Extinction risks for natural populations of endangered species are likely being underestimated by as much as 100-fold because of a mathematical "misdiagnosis," according to a new study led by a University of Colorado at Boulder researcher.
Assistant Professor Brett Melbourne of CU-Boulder's ecology and evolutionary biology department said current mathematical models used to determine extinction threat, or "red-listed" status, of species worldwide overlook random differences between individuals in a given population. Such differences, which include variations in male-to-female sex ratios as well as size or behavioral variations between individuals that can influence their survival rates and reproductive success, have an unexpectedly large effect on extinction risk calculations, according to the study.
"When we apply our new mathematical model to species extinction rates, it shows that things are worse than we thought," said Melbourne. "By accounting for random differences between individuals, extinction rates for endangered species can be orders of magnitude higher than conservation biologists have believed."
A paper on the subject by CU-Boulder's Melbourne and Professor Alan Hastings of the University of California, Davis was published in the July 3 issue of Nature.
Currently, extinction risk models are based primarily on two factors, said Melbourne. One is the number of random events adversely affecting individuals within a population -- the accidental drowning of a rock wallaby, for example.
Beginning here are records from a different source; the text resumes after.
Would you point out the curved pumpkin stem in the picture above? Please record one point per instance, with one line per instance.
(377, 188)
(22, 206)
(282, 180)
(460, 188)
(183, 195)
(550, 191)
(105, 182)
While a sequence of such random events in a small population can have a big impact, such events are far less likely to affect larger populations, Melbourne said.
The second risk factor used widely in extinction risk models is the impact of external, random events like temperature and rainfall fluctuations that can influence birth and death rates of individuals in a population, said Melbourne.
But two additional factors highlighted by the researchers in the Nature study -- sex ratio variations and physical variation between individuals within a population -- have been ignored or mischaracterized by most extinction risk modelers, he said. "There has been a tendency to misdiagnose randomness between individuals in a population by lumping it with random factors in the environment, and this underestimates the extinction threat," said Melbourne.
For the study, the researchers monitored populations of beetles in lab cages and the results were used to test the new mathematical models. "The results showed the old models misdiagnosed the importance of different types of randomness, much like miscalculating the odds in an unfamiliar game of cards because you didn't know the rules," said Melbourne.
Since natural animal populations are more likely to have larger differences in sex ratios and differences between individuals than the controlled beetle experiment by Melbourne and Hastings, "the effect we have uncovered here will be larger in natural populations," wrote the authors in Nature.
For some large, high-profile endangered species like mountain gorillas, biologists can collect data on specific individuals to help develop and track extinction trajectories, he said. "But for many other species, like stocks of marine fish, the best biologists can do is to measure abundances and population fluctuations, and it's these species that are most likely to be misdiagnosed," said Melbourne.
"We suggest that extinction risk for many populations of conservation concern need to be urgently re-evaluated with full consideration of all factors contributing to stochasticity," or randomness, the authors wrote in Nature.
According to a 2007 report by the International Union for Conservation of Nature, a network of about 1,000 organizations with thousands of participating scientists, more than 16,000 species worldwide are threatened with extinction. One in four mammal species, one in eight bird species and one in three amphibian species are on the IUCN "Red List," indicating they are threatened with extinction.
The National Science Foundation funded the study.